¿Cuándo empiezan a caducar los museos?
¿Si los museos son instituciones permanentes sin fines de lucro al servicio de la sociedad y abierta a todo tipo de público, cómo es posible que puedan caducar a pesar de que nunca cierren sus puertas?
– Cuando sus directores son nombrados por el gobierno de turno, viciando o contaminando de esta manera la toma de decisiones y resoluciones curatoriales junto a su programa de adquisición.
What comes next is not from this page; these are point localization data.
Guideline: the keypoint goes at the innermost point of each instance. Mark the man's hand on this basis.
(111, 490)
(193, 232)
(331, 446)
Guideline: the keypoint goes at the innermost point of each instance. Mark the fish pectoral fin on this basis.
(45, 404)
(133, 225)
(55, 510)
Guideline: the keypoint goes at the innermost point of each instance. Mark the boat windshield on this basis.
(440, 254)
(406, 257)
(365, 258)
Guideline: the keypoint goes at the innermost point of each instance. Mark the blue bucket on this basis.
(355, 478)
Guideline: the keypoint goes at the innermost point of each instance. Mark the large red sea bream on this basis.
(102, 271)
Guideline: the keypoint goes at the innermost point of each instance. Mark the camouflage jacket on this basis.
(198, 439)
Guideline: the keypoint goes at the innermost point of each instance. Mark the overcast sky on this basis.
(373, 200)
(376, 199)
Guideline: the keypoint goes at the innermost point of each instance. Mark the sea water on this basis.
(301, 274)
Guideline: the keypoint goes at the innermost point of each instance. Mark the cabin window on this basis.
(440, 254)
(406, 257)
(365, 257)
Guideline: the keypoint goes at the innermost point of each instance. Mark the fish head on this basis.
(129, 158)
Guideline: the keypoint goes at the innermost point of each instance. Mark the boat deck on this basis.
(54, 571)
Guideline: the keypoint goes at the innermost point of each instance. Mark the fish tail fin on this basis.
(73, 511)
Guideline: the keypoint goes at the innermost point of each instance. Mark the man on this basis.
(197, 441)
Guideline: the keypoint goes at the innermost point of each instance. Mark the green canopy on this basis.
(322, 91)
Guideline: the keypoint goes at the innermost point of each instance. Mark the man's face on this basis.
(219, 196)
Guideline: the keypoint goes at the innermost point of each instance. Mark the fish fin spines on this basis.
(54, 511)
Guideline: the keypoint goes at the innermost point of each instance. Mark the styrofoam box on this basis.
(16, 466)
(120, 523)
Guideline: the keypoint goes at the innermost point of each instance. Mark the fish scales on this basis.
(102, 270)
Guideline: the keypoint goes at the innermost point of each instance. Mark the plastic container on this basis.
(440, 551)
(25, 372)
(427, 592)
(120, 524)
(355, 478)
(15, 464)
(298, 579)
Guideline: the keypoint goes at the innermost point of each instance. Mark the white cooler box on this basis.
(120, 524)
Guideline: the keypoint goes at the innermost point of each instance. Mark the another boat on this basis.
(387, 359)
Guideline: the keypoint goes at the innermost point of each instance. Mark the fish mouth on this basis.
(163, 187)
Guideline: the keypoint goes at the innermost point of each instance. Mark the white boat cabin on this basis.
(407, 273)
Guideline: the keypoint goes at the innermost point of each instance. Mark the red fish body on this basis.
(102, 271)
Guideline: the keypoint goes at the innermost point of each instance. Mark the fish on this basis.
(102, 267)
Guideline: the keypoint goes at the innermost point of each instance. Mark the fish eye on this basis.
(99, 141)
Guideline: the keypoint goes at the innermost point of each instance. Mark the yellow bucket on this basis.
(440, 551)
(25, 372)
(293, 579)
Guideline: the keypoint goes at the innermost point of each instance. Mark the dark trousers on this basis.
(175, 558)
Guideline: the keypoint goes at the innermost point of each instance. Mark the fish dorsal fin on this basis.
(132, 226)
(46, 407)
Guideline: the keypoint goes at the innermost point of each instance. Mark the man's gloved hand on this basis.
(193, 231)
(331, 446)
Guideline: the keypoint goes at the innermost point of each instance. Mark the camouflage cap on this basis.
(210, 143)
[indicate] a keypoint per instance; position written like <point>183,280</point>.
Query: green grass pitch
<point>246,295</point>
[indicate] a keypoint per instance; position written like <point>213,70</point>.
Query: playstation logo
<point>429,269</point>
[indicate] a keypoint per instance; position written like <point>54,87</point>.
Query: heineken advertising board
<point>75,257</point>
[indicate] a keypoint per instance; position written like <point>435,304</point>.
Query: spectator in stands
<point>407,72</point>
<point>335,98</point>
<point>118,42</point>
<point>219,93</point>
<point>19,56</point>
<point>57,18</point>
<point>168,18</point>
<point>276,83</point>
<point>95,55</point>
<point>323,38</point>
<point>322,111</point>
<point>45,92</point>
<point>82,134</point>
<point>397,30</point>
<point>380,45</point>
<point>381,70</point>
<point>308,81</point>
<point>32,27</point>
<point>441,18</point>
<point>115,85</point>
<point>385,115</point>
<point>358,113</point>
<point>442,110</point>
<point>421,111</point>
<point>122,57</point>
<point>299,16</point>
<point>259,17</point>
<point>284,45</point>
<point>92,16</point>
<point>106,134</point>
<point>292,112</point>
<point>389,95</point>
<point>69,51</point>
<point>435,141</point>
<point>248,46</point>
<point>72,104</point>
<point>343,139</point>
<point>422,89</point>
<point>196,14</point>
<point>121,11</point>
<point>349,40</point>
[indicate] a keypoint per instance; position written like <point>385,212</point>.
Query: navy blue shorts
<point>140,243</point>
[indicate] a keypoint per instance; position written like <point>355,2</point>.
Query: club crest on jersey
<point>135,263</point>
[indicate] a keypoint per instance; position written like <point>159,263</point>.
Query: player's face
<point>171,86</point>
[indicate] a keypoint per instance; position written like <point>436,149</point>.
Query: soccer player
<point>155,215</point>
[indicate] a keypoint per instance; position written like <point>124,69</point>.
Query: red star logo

Esta podría ser una respuesta plausible, pero no la única, por su puesto; aun cuando contenga intertextualmente la célebre cita del artista Jean Dubuffet: “Cuando los gobiernos se encargan de proteger a las artes, es el fin de todo”. Sin embargo, existen un sinnúmero de factores para que un museo sea un fracaso viviente, o una patrimoniología fosilizada. A pesar de que muchos teóricos entienden que la palabra “museo” es un término burgués ya obsoleto (sin entrar en su etimología), si los museos que nos rodean, es decir, las instituciones que se encargan de proteger y preservar nuestra memoria material e inmaterial se desentienden de su comunidad inmediata y no involucran activamente a sus visitantes, tanto locales como extranjeros el museo comienza, irremediablemente, a caducar.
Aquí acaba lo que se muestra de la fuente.